More informaion on the show can be found here and here.

Saturday 22 October 2011

Extract from "The Masked Messenger"

This is an extract from my latest Harrison Peel tale, "The Masked Messenger" co-authored with John Goodrich and appearing in Andromeda Spaceways Inflight Magazine #52.

The Masked Messenger
David Conyers & John Goodrich
 
Harrison Peel counted the dead as more covered corpses rolled into the Marrakech morgue. They weren’t really humans, rather the dissected remains of their flesh, bloody in leaking body bags. The sharp, coppery smell of blood filled the room, reminding Peel of an abattoir.

Lounging next to Peel was Fabien Chemal, a spook with Morocco’s DST intelligence agency. Chemal mumbled something in Arabic about being inconvenienced by the gory spectacle. While he watched junior spooks and morgue attendants catalogue the grim remains, he offered Peel a cigarette. Peel refused, wishing instead for a good strong coffee.

“How many dead?” Peel wiped his sweaty hands on cotton pants. It should have been cold in this place. That’s how they would have done it back in the NSA. Cold to keep the body parts preserved for proper forensic analysis.

Chemal shrugged, lit his cigarette. “We don’t know yet. At least eighteen dead: five Americans, two Germans, one Spaniard. The rest were my people, but I guess your people won’t care about that.”

“I care.” Peel said as he stood. The smell of death and smoke felt constricting from his seat in a corner. “The NSA care, otherwise I wouldn’t be here.”

Chemal raised an eyebrow. “I get the impression, Mr. Peel, that you were a little eager to come in person, rather than send a subordinate?”

Peel didn’t know precisely what Chemal’s rank was in the murky hierarchy of the Direction de la Surveillance du Territoire. He did know that any time he didn’t spend with Chemal he would spend being tailed. They were controlling him, and this would make his job here more difficult than it needed to be.

The morgue was in the basement of Marrakech DST offices. At least one more level existed beneath their feet, reserved for DST’s prisoners and interrogation cells. In this building, the dead warranted more respect than detainees.

“Some personal reason perhaps, Mr. Peel?”

Peel ignored Chemal’s question. The Moroccan’s tone sounded too inquisitive, as if Peel were under interrogation. “You said you don’t know how many died in the blast? How’s that? And secondly I’m not sure it really was a blast. To me the bodies look like they’ve been sliced to pieces. Thousands of pieces?”

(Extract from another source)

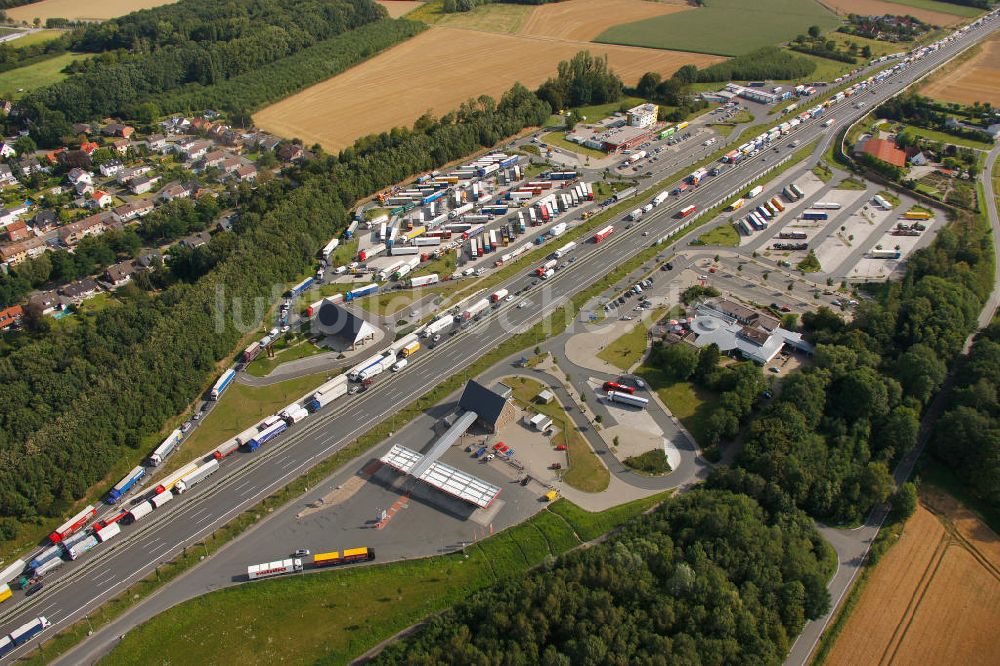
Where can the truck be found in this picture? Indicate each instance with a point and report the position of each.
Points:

“They were ... They still will be?”

Peel’s stomach felt empty. He was confused, but then everything about yesterday’s terrorist bombing in Jemaa el-Fna square lacked any resemblance to sense. The blast had been invisible, soundless. People were shredded where they stood in the Marrakech market. Yet their clothes, wallets, purses, souvenirs and the pavement beneath them remained untouched. It was as if invisible demons had mutilated their victims with razor sharp teeth and claws.

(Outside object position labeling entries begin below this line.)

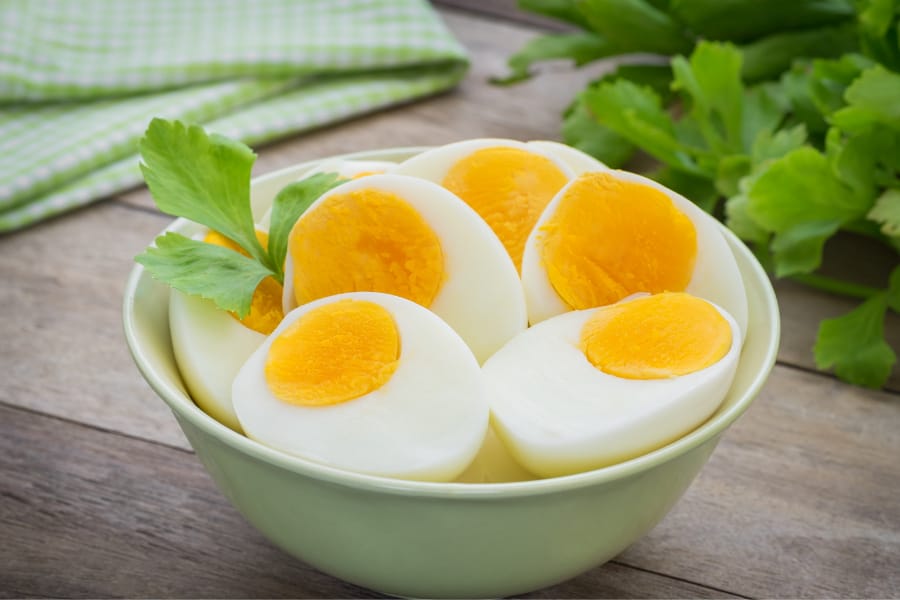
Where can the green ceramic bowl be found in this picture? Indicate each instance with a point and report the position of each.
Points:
(442, 539)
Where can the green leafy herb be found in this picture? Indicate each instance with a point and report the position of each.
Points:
(206, 179)
(206, 270)
(291, 202)
(854, 344)
(789, 112)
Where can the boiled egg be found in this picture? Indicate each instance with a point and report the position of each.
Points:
(412, 238)
(367, 382)
(508, 183)
(591, 388)
(577, 160)
(607, 235)
(211, 344)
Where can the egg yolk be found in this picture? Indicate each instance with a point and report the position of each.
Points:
(265, 308)
(609, 238)
(509, 188)
(333, 353)
(365, 241)
(656, 337)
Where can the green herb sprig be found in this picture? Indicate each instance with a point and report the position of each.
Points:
(206, 178)
(780, 118)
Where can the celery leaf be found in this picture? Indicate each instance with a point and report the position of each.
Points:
(579, 47)
(201, 177)
(199, 269)
(854, 343)
(803, 202)
(291, 202)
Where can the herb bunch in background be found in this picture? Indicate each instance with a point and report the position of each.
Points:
(781, 117)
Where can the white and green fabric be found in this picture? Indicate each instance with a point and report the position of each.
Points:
(80, 80)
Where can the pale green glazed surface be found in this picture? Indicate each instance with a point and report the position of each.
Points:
(442, 540)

“Do you know that some of the victims died before the blast occurred, hours, even days before?”

“I don’t understand?”

Chemal shrugged. “Neither do we ... really.” His burned-down cigarette hung precariously from his lip as he reached for another. Perhaps his need to smoke was only a need not to smell death. “Of the eighteen dead, two were market vendors who would have been in the square at the time of the blast, had they not been shredded three days earlier. The German pair were found in their homes two mornings ago in the same mutilated state.”

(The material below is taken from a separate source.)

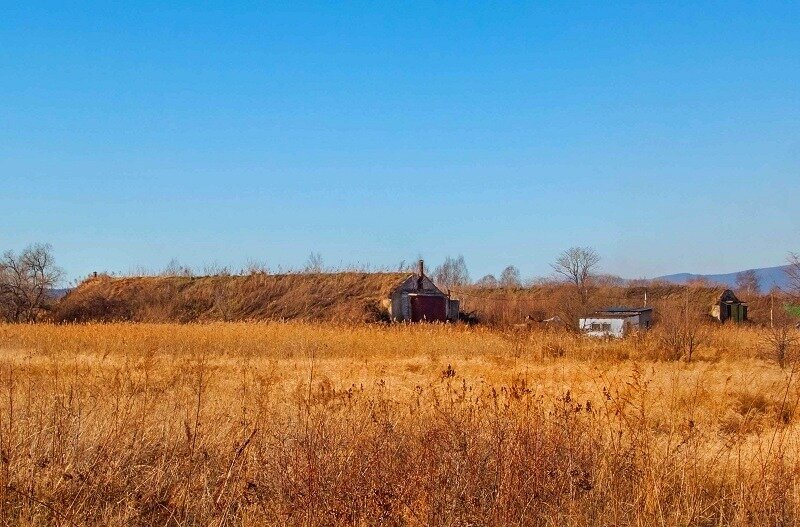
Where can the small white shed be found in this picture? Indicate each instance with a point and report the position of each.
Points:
(616, 321)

Feeling anxious, Peel rubbed the back of his head where it itched. He saw a pattern now, and wished he didn’t. Yet he’d been right to come so far, these people needed to know what he knew, if only they would let him help. “There’s more, isn’t there Mr. Chemal?”

“Yes.” The Moroccan lit a new cigarette from the embers of the last one. “Three more have died in the twenty-four hours since. Same cause of death: spontaneous shredding.”
“And none were in the square at the time?”

“They were when the blast went off.” He caught Peel’s stare with a sardonic grin. “You came all this way Mr. Peel, all the way from Maryland, U.S.A. Can you tell me what it is that’s happened here?”

Peel wouldn’t catch his stare. “You said the bomber is still alive? I need to speak to her before I can give you definite answers ... if I can do even that.”